Here is a logical configuration of the network design (how it should be across all the hosts):
VIC 1240 CNA configured for 4 NICs and 2HBAs
2 NICS configured for Standard vSwitch – Running Management and Nexus Traffic
2 NICS configured for Nexus 1000v – Running VM Networks and vMotion.
The Management NICs are connected to the dedicated management uplink switch (Catalyst 3750) via Nexus 5k.
We grabbed a configuration backup that was taken using RVTools. We found the following issues across multiple hosts, some of them had the correct configuration as above, while others had the following mistakes:
- vMotion and Management were selected to go over the same vmknic.
- There was no QoS configured for Management or vMotion traffic at UCS / Nexus Layer.
- Some hosts had a single uplink configured for each vSwitch (Standard and Nexus 1000). Yep you read correctly. SINGLE UPLINK.
- No redundancy configured at the Fabric level for NIC Fabric failover.
So we remediate the issues above, this resulted in the the all the symptoms being rectified except one. Symptom 1 – Cross Site VM migration (automated to adhere to site bias) is still off.. way off.
So off we go to look at the cluster config.
On checking the cluster config, we found the relevant host and vm groups for each site.

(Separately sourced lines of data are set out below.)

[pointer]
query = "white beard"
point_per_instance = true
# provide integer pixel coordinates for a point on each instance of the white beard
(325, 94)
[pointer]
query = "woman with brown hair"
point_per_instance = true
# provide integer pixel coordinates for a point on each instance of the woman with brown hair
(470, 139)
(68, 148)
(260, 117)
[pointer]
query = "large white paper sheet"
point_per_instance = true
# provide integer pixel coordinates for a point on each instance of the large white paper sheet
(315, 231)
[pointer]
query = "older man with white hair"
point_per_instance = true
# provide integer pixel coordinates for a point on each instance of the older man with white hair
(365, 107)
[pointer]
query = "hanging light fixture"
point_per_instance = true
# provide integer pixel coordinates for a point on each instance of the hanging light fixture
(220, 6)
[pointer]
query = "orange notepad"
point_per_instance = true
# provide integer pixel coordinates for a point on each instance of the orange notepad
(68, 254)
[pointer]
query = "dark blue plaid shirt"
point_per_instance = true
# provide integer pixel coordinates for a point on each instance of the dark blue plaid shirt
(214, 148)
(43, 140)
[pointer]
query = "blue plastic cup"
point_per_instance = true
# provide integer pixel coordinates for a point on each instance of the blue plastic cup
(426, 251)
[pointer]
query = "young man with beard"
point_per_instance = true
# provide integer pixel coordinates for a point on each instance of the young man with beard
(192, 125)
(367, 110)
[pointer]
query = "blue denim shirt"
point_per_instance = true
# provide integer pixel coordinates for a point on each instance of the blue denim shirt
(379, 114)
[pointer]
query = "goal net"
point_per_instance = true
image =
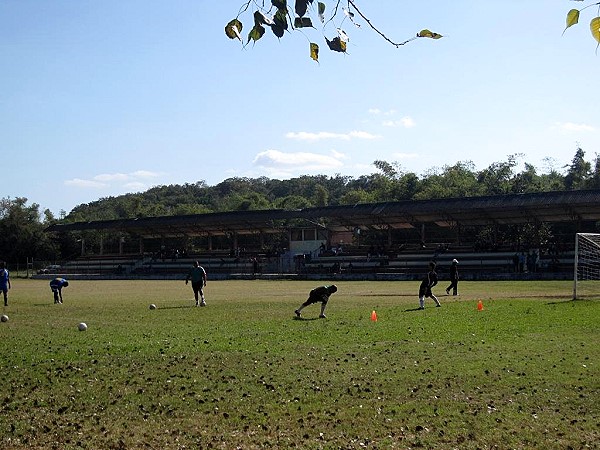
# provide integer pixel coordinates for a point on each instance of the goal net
(587, 266)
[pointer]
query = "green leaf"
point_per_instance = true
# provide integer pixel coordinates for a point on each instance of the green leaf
(301, 7)
(572, 18)
(429, 34)
(256, 33)
(595, 28)
(321, 11)
(279, 4)
(302, 22)
(280, 23)
(314, 51)
(233, 29)
(337, 45)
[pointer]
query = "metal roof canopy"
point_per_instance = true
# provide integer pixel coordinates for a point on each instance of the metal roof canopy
(469, 211)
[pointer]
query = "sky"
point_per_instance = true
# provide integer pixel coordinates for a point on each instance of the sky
(104, 98)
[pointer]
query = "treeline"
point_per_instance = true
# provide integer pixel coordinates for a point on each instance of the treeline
(22, 226)
(389, 183)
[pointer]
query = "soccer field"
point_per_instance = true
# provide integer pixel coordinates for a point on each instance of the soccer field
(243, 373)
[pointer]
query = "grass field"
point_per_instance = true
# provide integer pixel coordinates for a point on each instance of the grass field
(243, 373)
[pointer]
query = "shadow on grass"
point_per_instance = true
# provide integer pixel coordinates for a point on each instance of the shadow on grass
(572, 301)
(178, 307)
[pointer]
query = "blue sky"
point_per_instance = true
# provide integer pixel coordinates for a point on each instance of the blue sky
(101, 98)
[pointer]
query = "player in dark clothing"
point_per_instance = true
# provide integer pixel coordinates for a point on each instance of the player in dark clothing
(453, 278)
(198, 276)
(318, 295)
(56, 285)
(428, 282)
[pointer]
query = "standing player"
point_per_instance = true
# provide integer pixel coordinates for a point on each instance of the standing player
(428, 282)
(453, 278)
(56, 285)
(198, 276)
(320, 294)
(4, 281)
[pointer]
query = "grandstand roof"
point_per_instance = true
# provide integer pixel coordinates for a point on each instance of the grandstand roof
(503, 209)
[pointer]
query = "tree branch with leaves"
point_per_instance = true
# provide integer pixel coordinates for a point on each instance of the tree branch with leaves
(281, 17)
(573, 19)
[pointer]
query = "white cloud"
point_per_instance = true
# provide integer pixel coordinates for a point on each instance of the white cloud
(405, 122)
(129, 181)
(274, 160)
(108, 177)
(136, 186)
(405, 155)
(306, 136)
(377, 111)
(90, 184)
(570, 126)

The DRS rules were configured using “Should” rule to keep the “VMs at Site1” on “Hosts at Site1” and vice versa for Site2.
Manually run the DRS and it migrates a few VMs but still not to the correct sites for all of them. Delve deeper into the VM Group and Host Groups, we find that not all the VMs are part of the VMGroups. This explains it. So we “modify” the groups to have the correct VMs in the VMgroup.
vMotion traffic which was incorrectly configured to go over the management network vmknic flooded the network, thereby reducing the amount of bandwidth available for “Management Traffic”. And lack of QoS or COS setting, didn’t stop the vMotion or the Management traffic from flooding the link, thereby contributing to slow management network connection.
Incorrectly configured Cluster Settings also had a role to play in this. Once all the symptoms were dealt with, there were no more issues in the environment.
Disclaimer: Though this is an actual scenario, a few details have been modified and the client’s relevant details (if any) were replaced with fictitious ones.